So for now, I'm picturing in my mind the places like these that are on my list...
|Paris Café www.wallpapersam.com|
|Loire Valley www.railbookers.info|
|Mont Ventoux inmg.com|
|Provence countryside and Mont Ventoux www.dailymail.co.uk|
And rereading some of my favourite books about Paris.
Like Ernest Hemingway's A Moveable Feast, which I have loved for many, many years. Whether or not you admire his work, and I particularly love his short stories, Ernest Hemingway's memoir of his life in Paris in the 1920's is wonderful. If you haven't read it, you really should. He writes evocatively about Paris and the people he knew there, of his struggles to become a writer, and his ideas about writing.
And once you've read A Moveable Feast, read Paula McLain's The Paris Wife. I adored this novel which tells the story of Hemingway's first wife Hadley (from her point of view) and her life with Hemingway from their first meeting until the end of their marriage. Ms. McLain definitely knows her Hemingway, both the man and the work. Even though this is a work of fiction, it seems very truthful to me. Maybe that's because I already knew a lot about Hemingway's life and work, I don't know. I just know that I felt as if I had climbed right into the lives of Ernest and Hadley and experienced Paris and the 1920's and all its excitement and heartbreak right along with them.

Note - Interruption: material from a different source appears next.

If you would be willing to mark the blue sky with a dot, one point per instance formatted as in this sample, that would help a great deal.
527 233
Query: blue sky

Another of my favourite books about Paris is Diane Johnson's novel Le Divorce. It's the story of a young American woman who travels to Paris to live for a time with her step-sister who is married to a Frenchman. Isabel Walker learns a lot in her six months in France, about French culture and society, about herself, about love, and about Kelly bags. Seriously, this book is a hoot, if you'll pardon the oxymoron.
This last book, The Collection, by Gioia Diliberto is a novel about a young seamstress in post-World War I France who lands a job in the Paris atelier of Coco Chanel. I first read a review of the novel in Vogue, naturally, and then tracked down a copy for myself. I really enjoyed it. Not because I considered it great literature, but because of the glimpse it offers into the world of haute couture and the lives of those who toil there. And most of all I loved reading about the clothes and the artistry it takes to create them.
So I have lots of Paris reading to keep me happy until we find out whether we travel earlier or later this year. May or September, one way or the other, I know Paris will still be waiting whenever we get there.
Good thing I've lots to keep me busy, though. Because the temperature has plummeted and I certainly won't be doing any skiing for the next few days. Ice over the snow and -28 degrees Celsius with the wind chill will take care of any dreams I might have had to hit the trails.
So, Paris dreaming it is...
What do you dream about when the weather makes you a temporary shut-in?